1. ## Analysis - Continuous Functions

Right, i'm doing semester 2 analysis and i'm completely stumped, have no idea where to start on this question:
Let f be a map from an interval I to the reals (not necessarily continuous). Prove the equivalence of the two statements:
(i) if x,y are contained within I with f(x)<f(y), then for all c in (f(x),f(y)) there exists z in (x,y) union (y,x) : f(z) =c
(ii) if J, a subset of I, is any interval, then f(J) is an interval

any help would be appreciated, thanks

2. Originally Posted by danilo
Right, i'm doing semester 2 analysis and i'm completely stumped, have no idea where to start on this question:
Let f be a map from an interval I to the reals (not necessarily continuous). Prove the equivalence of the two statements:
(i) if x,y are contained within I with f(x)<f(y), then for all c in (f(x),f(y)) there exists z in (x,y) union (y,x) : f(z) =c
(ii) if J, a subset of I, is any interval, then f(J) is an interval

any help would be appreciated, thanks
What have you tried? Is there a particular point you are getting stuck at? Do you know the concept of connectedness? These are all relevant questions.

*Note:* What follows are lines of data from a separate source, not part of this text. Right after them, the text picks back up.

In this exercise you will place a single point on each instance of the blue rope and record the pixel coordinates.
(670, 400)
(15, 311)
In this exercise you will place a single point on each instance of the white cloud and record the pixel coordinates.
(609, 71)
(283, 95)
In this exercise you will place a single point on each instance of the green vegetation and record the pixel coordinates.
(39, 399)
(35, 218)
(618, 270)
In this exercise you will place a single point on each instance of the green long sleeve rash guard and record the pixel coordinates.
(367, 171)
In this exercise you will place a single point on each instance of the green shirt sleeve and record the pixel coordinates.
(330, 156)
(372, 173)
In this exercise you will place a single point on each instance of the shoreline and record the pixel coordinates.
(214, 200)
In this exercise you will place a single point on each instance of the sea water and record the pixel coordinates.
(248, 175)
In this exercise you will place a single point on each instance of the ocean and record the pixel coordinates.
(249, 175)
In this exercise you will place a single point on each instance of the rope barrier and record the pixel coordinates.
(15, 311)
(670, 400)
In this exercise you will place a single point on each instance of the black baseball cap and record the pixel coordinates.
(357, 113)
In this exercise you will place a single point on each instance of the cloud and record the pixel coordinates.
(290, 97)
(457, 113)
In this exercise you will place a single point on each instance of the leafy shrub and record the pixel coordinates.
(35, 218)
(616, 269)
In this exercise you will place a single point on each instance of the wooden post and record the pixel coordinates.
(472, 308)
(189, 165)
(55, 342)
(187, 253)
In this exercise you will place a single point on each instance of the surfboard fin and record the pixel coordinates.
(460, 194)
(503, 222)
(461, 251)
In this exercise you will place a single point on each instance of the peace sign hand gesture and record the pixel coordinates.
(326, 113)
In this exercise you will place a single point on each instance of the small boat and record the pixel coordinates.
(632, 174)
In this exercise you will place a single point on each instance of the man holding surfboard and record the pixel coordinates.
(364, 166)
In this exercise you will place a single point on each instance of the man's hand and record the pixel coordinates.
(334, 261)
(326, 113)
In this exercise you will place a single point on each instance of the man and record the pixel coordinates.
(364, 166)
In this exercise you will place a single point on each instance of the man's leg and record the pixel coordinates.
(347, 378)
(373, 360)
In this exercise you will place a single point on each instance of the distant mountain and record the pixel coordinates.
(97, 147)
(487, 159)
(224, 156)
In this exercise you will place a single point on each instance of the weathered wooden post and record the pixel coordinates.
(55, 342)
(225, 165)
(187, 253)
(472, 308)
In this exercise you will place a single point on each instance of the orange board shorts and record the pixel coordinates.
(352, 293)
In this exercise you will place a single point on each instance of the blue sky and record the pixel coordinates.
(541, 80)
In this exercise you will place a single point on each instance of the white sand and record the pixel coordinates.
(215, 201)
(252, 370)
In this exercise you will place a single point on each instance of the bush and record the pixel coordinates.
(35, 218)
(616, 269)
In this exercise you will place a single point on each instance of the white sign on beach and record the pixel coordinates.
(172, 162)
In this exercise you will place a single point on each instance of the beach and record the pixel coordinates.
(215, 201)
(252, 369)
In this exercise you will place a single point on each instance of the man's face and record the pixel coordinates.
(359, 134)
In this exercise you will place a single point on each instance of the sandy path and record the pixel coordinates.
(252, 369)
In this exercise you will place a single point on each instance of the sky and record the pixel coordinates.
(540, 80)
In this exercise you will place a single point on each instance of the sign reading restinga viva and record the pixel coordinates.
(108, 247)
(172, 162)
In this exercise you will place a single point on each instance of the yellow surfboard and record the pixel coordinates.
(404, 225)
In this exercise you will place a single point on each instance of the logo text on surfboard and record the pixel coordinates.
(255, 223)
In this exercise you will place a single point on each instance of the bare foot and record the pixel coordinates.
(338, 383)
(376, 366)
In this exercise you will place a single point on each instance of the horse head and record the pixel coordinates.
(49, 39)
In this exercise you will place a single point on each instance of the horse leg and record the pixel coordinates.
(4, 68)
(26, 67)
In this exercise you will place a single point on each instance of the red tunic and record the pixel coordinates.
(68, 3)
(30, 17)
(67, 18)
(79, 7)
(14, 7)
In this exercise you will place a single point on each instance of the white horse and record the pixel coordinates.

3. I'm not really sure about the last part you wrote in part (i) but lets see if I understand this:

I'll start you off with the easier direction:

Proof (ii) implies (i)

If J is an interval then f(J) is an interval,

so chose x, y in I, f(x) < f(y) and look at the interval [x,y] (or [y,x])

By assumption, f([x,y]) is an interval that obviously contains (if not is equal to) the interval [f(x), f(y)]. Thus, if c is in (f(x), f(y)), then c is in f([x,y]), and so there must exists a z in (x,y) such that f(z) = c.